Solved – Deriving binary cross entropy loss function

cross entropyloss-functionsneural networks

I want to know how the equation for binary cross entropy came about. My approach is the following:

Let's say we have two ground truths: $y_1$ and $y_2$. We also have two predictions $p_1$ and $p_2$. Now, $p_2$ can also be defined as $1 -p_1$ since we're dealing with a binary problem.

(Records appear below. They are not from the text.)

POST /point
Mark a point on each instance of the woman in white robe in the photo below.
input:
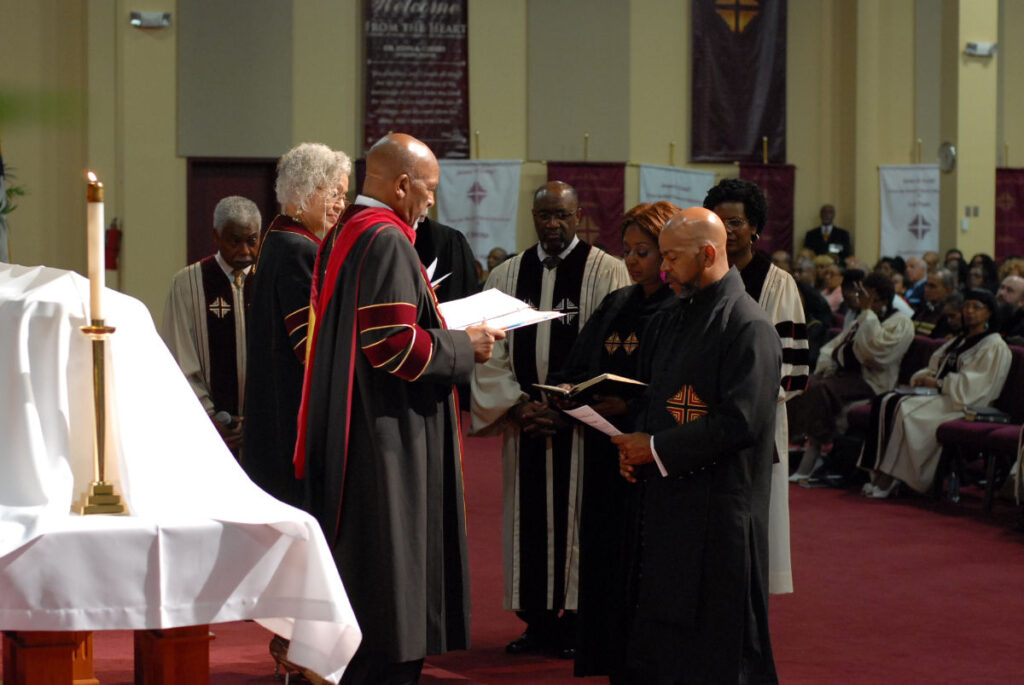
(971, 369)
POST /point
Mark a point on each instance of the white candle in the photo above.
(94, 219)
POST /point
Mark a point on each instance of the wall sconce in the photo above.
(151, 19)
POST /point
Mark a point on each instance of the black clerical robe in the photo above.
(279, 317)
(449, 251)
(609, 342)
(380, 442)
(700, 583)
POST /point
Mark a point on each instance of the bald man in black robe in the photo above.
(379, 439)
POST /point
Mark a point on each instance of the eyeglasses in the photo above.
(544, 216)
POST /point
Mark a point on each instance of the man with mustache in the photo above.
(379, 442)
(205, 315)
(543, 455)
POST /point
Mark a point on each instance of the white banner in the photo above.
(909, 199)
(480, 198)
(685, 187)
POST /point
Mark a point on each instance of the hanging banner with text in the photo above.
(683, 187)
(777, 181)
(601, 186)
(480, 199)
(737, 86)
(909, 198)
(1009, 213)
(417, 77)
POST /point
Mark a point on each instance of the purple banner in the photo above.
(601, 187)
(1009, 213)
(738, 81)
(417, 74)
(777, 181)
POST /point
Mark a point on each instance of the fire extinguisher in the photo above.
(113, 245)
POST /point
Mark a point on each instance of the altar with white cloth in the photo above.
(201, 543)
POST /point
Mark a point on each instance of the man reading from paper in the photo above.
(379, 439)
(699, 580)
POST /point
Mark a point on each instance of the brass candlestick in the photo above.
(101, 499)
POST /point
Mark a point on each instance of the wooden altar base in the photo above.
(162, 657)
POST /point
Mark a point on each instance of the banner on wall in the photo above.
(417, 76)
(683, 187)
(1009, 213)
(738, 81)
(908, 195)
(601, 186)
(777, 181)
(480, 198)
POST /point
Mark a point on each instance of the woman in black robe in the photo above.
(609, 343)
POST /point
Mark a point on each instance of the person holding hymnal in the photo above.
(609, 344)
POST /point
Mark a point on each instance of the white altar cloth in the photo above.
(202, 543)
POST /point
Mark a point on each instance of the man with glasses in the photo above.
(543, 454)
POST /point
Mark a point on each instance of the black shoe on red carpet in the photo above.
(527, 643)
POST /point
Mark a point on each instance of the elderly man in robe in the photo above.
(543, 455)
(379, 440)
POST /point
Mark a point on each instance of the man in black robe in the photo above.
(543, 454)
(699, 585)
(379, 439)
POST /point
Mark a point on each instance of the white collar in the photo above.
(227, 268)
(542, 255)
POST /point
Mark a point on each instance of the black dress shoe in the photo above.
(565, 652)
(524, 644)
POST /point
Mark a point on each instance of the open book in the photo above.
(494, 308)
(605, 384)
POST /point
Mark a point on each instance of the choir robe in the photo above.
(279, 316)
(699, 587)
(205, 329)
(906, 446)
(542, 477)
(380, 446)
(610, 342)
(777, 294)
(449, 251)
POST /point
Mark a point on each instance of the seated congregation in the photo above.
(927, 401)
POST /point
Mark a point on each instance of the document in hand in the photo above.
(605, 384)
(494, 308)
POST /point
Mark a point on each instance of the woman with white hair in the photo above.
(312, 180)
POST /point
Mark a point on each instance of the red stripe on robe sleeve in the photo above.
(392, 341)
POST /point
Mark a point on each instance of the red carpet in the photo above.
(902, 591)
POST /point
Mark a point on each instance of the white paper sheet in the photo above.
(587, 415)
(494, 307)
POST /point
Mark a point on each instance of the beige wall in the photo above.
(852, 104)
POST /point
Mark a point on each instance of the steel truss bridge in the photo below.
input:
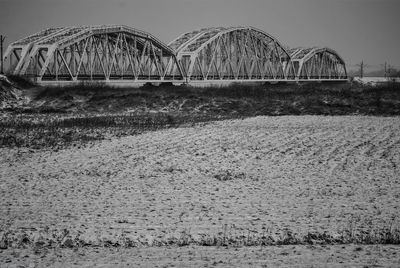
(127, 56)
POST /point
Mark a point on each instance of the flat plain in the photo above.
(275, 185)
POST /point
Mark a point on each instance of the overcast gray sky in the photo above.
(358, 30)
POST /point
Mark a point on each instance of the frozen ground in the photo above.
(263, 176)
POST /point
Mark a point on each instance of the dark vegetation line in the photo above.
(388, 234)
(71, 116)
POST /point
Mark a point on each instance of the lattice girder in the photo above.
(237, 53)
(318, 63)
(95, 53)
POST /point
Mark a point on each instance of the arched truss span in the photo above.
(318, 63)
(235, 53)
(93, 53)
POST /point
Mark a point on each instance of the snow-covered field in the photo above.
(253, 178)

From this, how exactly do we arrive at this equation:
$$−(y\log{p}+(1−y)\log{(1−p)})$$

And we think of this as a loss function, why does it make sense to minimize this equation?

Best Answer

Suppose there's a random variable $Y$ where $Y \in \{0,1\}$ (for binary classification), then the Bernoulli probability model will give us:

$$ L(p) = p^y (1-p)^{1-y} $$

$$ log(L(p)) = y\log p + (1-y) \log (1-p) $$

Its often easier to work with the derivatives when the metric is in terms of log and additionally, the min/max of loglikelihood is the same as the min/max of likelihood. The inherent meaning of a cost or loss function is such that the more it deviates from the 0, the worse the model performs. The negative sign the just preserves that meaning and is easier to interpret. Maximizing the above function will lead to the same result.